Use EDM (Enhanced) Fingerprints in Policies Synchronized from Trellix ePO to Skyhigh
When using EDM (Enhanced) fingerprints in policies synchronized from Trellix ePO On-Prem to Skyhigh, there are some additional steps to follow.
- Define a matching EDM (Enhanced) fingerprint in Skyhigh CASB, following the instructions in Create an Exact Data Match (EDM) Fingerprint.
IMPORTANT: The fingerprint name must be EXACTLY the same as that used when creating the ePO On-Prem fingerprint. Capitalization, punctuation, and spaces must all be identical.
- The data structure (column names, column orders, and headings) should also be the same.

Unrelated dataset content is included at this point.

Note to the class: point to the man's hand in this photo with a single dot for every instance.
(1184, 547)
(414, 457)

- You can also write a script for the training, as described in Automate Updating an EDM Fingerprint using a Script.
- Or see Trellix documentation at Options to generate the fingerprint file using the EDMTrain tool.
The commands for each will look similar to the following:
Trellix ePO
C:\Program Files\shnDlpIntegrator\edm-tool\edmtrain.exe" -h -d U+0009 -i C:\EDMTrain\mydata.tsv -o C:\EDMTrain\output\my_fingerprint_name
Skyhigh CASB
C:\Program Files\shnDlpIntegrator\edm-tool\edmtrain.exe" -h -d U+0009 -i C:\EDMTrain\mydata.tsv -o C:\EDMTrain\output.salt\my_fingerprint_name -f C:\EDMTrain\salt.txt
Note that the output directory is different, but the fingerprint name is the same in both cases. Also, the Skyhigh CASB version also requires the salt file path.

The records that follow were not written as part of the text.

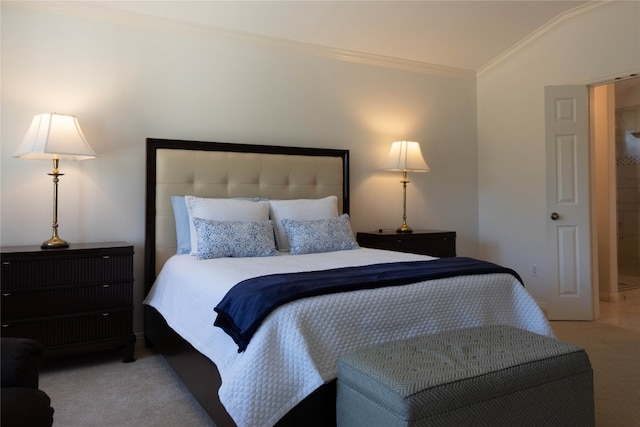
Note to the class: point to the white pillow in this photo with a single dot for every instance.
(299, 210)
(222, 210)
(221, 239)
(320, 235)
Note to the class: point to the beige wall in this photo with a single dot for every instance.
(127, 77)
(594, 46)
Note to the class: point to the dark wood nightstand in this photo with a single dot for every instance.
(72, 300)
(426, 242)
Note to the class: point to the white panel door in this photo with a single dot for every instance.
(568, 203)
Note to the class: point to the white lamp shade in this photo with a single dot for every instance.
(54, 136)
(405, 156)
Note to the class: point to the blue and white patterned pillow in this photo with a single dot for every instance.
(221, 239)
(320, 235)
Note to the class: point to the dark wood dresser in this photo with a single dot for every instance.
(425, 242)
(72, 300)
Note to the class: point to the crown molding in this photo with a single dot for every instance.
(87, 10)
(541, 32)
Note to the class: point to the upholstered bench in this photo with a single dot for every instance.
(485, 376)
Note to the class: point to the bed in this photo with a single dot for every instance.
(284, 373)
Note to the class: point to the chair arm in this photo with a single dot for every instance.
(20, 362)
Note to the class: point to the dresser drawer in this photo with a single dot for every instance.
(67, 330)
(73, 300)
(29, 274)
(78, 299)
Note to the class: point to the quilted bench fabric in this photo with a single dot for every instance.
(485, 376)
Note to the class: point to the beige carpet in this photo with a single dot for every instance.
(615, 357)
(100, 390)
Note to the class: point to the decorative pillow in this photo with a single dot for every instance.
(299, 210)
(221, 239)
(223, 210)
(320, 235)
(183, 232)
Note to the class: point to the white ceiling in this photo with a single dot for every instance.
(461, 34)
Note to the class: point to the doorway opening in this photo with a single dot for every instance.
(615, 128)
(627, 166)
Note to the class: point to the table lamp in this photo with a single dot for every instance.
(54, 136)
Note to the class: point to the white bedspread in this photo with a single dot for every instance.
(296, 349)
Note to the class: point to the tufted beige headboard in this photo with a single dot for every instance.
(212, 169)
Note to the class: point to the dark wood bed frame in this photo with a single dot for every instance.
(195, 370)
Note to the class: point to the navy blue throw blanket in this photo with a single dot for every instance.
(248, 303)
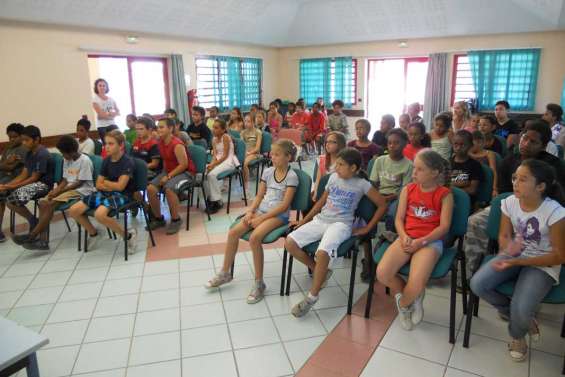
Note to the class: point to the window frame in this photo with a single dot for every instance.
(135, 58)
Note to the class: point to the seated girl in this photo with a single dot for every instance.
(422, 221)
(330, 222)
(269, 210)
(532, 248)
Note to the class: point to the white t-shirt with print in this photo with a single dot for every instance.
(534, 228)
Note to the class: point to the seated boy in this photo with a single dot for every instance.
(115, 187)
(178, 171)
(76, 183)
(34, 181)
(11, 162)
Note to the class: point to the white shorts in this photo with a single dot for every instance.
(330, 235)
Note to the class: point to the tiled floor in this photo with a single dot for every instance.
(151, 316)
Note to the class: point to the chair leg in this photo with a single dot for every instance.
(66, 221)
(372, 275)
(352, 281)
(283, 272)
(452, 303)
(289, 275)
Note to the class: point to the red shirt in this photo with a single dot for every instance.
(169, 158)
(423, 210)
(410, 151)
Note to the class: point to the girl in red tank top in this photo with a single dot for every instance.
(422, 221)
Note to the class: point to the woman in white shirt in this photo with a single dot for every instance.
(105, 107)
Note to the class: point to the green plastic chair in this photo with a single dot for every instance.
(365, 210)
(199, 157)
(300, 202)
(140, 184)
(235, 172)
(453, 251)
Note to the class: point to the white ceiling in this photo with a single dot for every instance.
(282, 23)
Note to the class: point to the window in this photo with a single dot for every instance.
(393, 84)
(228, 81)
(462, 88)
(138, 84)
(329, 78)
(505, 74)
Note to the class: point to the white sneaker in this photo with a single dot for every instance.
(132, 242)
(405, 314)
(418, 306)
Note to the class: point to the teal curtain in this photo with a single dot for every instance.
(180, 100)
(343, 81)
(505, 74)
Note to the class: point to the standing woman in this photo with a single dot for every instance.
(105, 107)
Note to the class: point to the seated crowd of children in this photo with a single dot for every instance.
(406, 172)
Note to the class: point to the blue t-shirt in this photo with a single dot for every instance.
(113, 170)
(40, 162)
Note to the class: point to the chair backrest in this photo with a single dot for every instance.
(234, 134)
(97, 147)
(493, 223)
(302, 200)
(57, 166)
(139, 174)
(504, 145)
(484, 191)
(96, 167)
(461, 212)
(266, 143)
(199, 157)
(239, 145)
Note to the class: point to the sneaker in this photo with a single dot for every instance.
(328, 276)
(155, 224)
(20, 239)
(418, 308)
(36, 244)
(257, 292)
(518, 349)
(221, 278)
(173, 227)
(534, 331)
(303, 307)
(132, 244)
(405, 314)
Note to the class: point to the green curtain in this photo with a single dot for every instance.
(180, 100)
(505, 74)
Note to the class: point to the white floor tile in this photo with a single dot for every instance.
(299, 351)
(205, 340)
(218, 364)
(417, 342)
(486, 357)
(116, 305)
(65, 333)
(102, 355)
(121, 287)
(160, 282)
(167, 368)
(291, 328)
(388, 363)
(39, 296)
(72, 311)
(240, 310)
(81, 291)
(202, 315)
(155, 348)
(253, 333)
(157, 321)
(109, 328)
(57, 362)
(266, 361)
(159, 300)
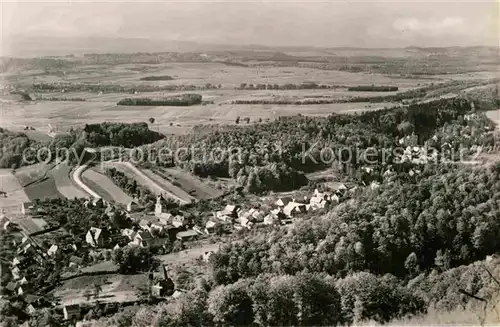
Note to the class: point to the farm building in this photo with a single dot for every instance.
(187, 235)
(71, 311)
(133, 206)
(96, 237)
(294, 208)
(27, 208)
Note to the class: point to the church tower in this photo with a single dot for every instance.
(158, 207)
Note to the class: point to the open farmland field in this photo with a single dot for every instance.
(43, 181)
(11, 203)
(133, 172)
(217, 73)
(192, 185)
(173, 191)
(173, 120)
(180, 120)
(64, 184)
(115, 288)
(104, 186)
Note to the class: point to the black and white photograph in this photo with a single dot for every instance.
(249, 163)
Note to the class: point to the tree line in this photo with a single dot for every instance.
(188, 99)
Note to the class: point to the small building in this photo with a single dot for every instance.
(11, 286)
(71, 312)
(179, 221)
(6, 225)
(145, 224)
(16, 261)
(95, 237)
(210, 227)
(207, 255)
(143, 239)
(223, 217)
(31, 309)
(27, 208)
(77, 261)
(133, 206)
(15, 273)
(165, 218)
(127, 232)
(98, 203)
(231, 211)
(294, 208)
(271, 220)
(188, 235)
(158, 206)
(52, 250)
(338, 188)
(283, 201)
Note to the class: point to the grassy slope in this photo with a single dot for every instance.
(103, 186)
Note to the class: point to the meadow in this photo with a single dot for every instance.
(179, 120)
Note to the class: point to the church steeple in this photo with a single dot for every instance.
(158, 207)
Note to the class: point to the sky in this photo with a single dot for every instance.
(294, 23)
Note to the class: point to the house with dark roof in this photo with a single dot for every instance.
(188, 235)
(71, 311)
(27, 208)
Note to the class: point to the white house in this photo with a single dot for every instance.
(294, 208)
(132, 206)
(164, 218)
(15, 273)
(71, 311)
(94, 237)
(142, 239)
(210, 227)
(27, 208)
(281, 202)
(130, 233)
(271, 220)
(179, 221)
(52, 250)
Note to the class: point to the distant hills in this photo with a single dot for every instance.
(23, 46)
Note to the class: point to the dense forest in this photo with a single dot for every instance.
(187, 99)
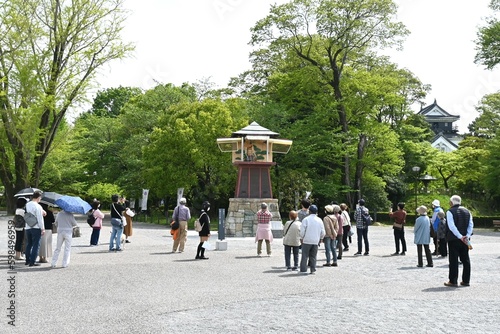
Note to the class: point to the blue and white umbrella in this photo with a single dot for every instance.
(73, 204)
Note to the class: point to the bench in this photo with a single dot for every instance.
(496, 224)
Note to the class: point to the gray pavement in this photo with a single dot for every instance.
(146, 289)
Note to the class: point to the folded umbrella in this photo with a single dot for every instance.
(26, 192)
(73, 204)
(50, 197)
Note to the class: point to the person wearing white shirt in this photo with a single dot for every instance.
(312, 232)
(65, 222)
(34, 233)
(460, 226)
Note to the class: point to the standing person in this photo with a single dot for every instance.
(65, 222)
(182, 214)
(312, 231)
(116, 224)
(346, 225)
(128, 213)
(46, 240)
(264, 229)
(399, 227)
(291, 240)
(340, 232)
(436, 206)
(423, 236)
(331, 227)
(34, 234)
(442, 227)
(205, 230)
(460, 226)
(96, 228)
(304, 210)
(361, 227)
(19, 227)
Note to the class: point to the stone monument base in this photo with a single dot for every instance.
(241, 218)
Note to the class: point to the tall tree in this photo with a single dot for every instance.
(50, 51)
(328, 35)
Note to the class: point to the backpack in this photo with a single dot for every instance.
(367, 220)
(19, 221)
(197, 225)
(91, 219)
(30, 219)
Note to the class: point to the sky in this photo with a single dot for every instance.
(193, 40)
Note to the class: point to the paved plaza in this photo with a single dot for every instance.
(147, 289)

- Upload the fingerprint database using the
edmupload
program. - Once the fingerprint is saved and the database is uploaded, push the policy from Trellix ePO On-Prem.

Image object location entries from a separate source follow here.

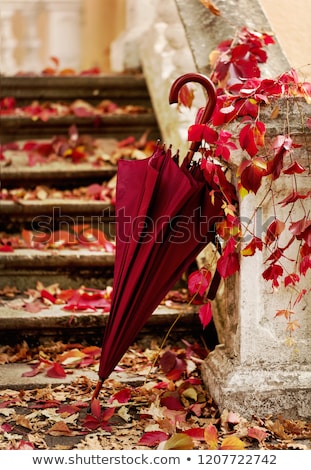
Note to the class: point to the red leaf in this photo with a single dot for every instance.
(255, 244)
(6, 248)
(247, 140)
(272, 273)
(123, 396)
(228, 263)
(47, 295)
(107, 414)
(195, 433)
(198, 282)
(257, 433)
(186, 96)
(211, 437)
(56, 371)
(172, 403)
(295, 167)
(153, 438)
(274, 230)
(251, 173)
(168, 361)
(206, 314)
(68, 409)
(305, 264)
(291, 279)
(195, 132)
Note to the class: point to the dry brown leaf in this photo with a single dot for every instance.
(211, 7)
(60, 429)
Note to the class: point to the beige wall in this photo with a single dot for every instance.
(291, 22)
(103, 21)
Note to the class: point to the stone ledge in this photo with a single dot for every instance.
(258, 389)
(55, 318)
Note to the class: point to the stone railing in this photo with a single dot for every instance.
(21, 37)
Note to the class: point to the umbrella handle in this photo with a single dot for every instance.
(208, 110)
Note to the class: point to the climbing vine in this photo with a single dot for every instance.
(246, 105)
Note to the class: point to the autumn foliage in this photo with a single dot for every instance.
(237, 126)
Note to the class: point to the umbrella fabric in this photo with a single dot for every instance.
(164, 218)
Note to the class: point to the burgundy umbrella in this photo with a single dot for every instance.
(164, 217)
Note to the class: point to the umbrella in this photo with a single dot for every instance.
(164, 217)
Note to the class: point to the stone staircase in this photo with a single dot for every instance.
(57, 213)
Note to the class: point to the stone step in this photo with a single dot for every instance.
(24, 209)
(18, 324)
(71, 268)
(121, 89)
(116, 126)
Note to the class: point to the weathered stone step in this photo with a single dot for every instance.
(56, 322)
(116, 126)
(121, 89)
(22, 268)
(56, 207)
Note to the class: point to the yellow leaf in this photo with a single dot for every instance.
(211, 7)
(190, 393)
(275, 113)
(292, 325)
(179, 441)
(285, 312)
(211, 437)
(232, 443)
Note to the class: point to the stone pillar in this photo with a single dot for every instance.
(124, 51)
(64, 31)
(165, 55)
(254, 371)
(8, 42)
(31, 42)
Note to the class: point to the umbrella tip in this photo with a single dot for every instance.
(97, 389)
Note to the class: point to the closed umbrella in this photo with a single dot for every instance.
(164, 217)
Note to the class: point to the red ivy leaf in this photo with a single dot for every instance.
(56, 371)
(206, 314)
(198, 282)
(228, 263)
(255, 244)
(291, 279)
(123, 396)
(305, 264)
(251, 173)
(295, 167)
(272, 273)
(153, 438)
(274, 230)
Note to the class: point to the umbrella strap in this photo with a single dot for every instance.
(97, 389)
(214, 286)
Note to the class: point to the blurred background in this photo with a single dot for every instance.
(81, 33)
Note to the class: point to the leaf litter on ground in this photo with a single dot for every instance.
(155, 400)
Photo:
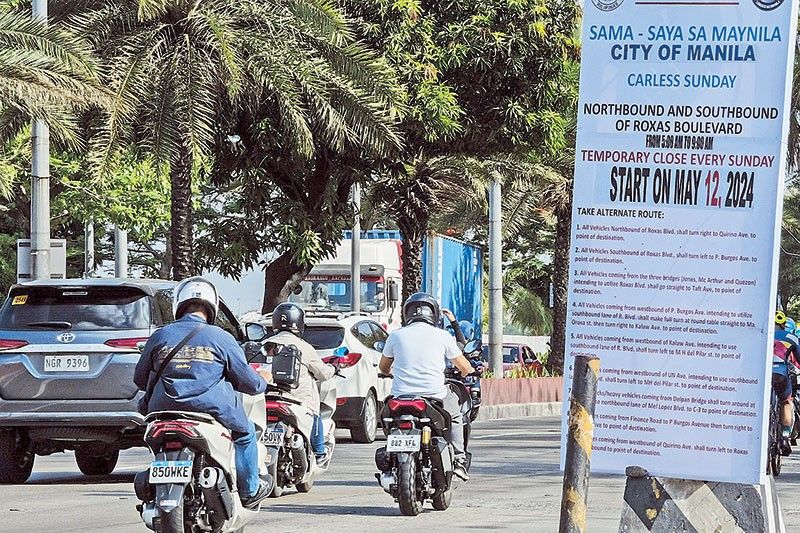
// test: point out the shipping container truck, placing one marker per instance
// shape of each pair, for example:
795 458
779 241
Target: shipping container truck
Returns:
452 272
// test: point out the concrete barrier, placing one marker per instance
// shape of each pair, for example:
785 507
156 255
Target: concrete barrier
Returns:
667 505
519 410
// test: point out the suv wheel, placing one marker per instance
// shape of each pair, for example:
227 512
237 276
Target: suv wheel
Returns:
96 465
367 427
16 460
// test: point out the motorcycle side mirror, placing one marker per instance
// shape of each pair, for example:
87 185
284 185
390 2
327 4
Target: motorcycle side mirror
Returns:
341 351
472 346
255 332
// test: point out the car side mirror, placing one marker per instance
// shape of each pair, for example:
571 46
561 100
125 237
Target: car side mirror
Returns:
341 351
394 293
255 332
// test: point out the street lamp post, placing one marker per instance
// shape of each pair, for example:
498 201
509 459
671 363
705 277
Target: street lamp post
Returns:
40 184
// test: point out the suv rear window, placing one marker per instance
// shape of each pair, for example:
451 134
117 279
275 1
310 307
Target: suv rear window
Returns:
79 308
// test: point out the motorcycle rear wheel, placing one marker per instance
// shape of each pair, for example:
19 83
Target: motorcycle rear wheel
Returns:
304 487
172 522
407 487
442 500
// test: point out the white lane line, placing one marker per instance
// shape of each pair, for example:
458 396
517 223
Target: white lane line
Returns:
496 435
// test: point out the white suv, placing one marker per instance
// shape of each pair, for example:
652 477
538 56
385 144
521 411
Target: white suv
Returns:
360 393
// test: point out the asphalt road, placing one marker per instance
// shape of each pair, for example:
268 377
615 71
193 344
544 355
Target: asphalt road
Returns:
515 486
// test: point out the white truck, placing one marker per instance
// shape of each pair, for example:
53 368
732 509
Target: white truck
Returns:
327 288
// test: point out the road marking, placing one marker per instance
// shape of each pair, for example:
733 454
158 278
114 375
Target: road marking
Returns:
497 435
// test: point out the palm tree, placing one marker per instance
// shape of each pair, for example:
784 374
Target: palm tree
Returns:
45 72
181 68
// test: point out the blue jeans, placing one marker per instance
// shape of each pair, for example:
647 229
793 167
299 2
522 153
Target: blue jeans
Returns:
318 436
246 446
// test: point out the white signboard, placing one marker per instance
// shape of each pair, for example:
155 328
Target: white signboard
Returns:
678 186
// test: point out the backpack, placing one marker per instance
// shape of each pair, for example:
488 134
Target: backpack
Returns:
286 366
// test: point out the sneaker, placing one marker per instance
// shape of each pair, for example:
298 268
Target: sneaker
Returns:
786 449
460 469
252 502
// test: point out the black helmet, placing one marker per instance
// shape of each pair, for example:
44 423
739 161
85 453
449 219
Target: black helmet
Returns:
421 307
289 317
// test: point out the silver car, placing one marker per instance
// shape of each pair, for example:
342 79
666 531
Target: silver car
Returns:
68 349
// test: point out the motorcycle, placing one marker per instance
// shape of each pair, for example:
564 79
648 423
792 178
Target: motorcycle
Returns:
471 385
290 458
191 484
416 464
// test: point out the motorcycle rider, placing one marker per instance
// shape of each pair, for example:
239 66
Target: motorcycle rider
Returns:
786 351
205 376
288 323
416 354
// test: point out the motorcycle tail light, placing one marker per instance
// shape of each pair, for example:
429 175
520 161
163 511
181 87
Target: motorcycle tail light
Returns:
417 405
174 426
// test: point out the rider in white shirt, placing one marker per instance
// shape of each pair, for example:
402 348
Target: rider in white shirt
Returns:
416 354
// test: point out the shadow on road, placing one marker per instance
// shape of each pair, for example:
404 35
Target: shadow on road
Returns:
70 478
338 509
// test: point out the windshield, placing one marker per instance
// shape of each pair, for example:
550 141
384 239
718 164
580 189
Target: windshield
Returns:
320 337
79 308
335 295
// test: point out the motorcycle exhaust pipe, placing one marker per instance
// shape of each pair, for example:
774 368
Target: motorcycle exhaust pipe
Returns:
216 492
299 458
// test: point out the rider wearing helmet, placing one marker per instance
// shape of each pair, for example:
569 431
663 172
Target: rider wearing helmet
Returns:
416 355
288 323
205 375
786 351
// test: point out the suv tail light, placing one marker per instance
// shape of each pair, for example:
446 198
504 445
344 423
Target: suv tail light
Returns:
344 361
176 426
126 343
7 344
412 405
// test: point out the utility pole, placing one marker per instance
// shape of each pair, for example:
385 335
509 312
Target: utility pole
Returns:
355 253
88 254
120 252
40 184
495 280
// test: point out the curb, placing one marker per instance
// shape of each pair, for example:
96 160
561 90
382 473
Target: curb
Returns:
519 410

Important: Pushing the policy from Trellix ePO On-Prem will fail if the fingerprint name does not match EXACTLY for Trellix ePO On-Prem fingerprint training and Skyhigh CASB fingerprint training.
- Go back to the fingerprint to the edit screen. If the Trellix ePO policy matches the Skyhigh CASB fingerprint, then the on-prem classifications will be listed in the Additional Info box on the right.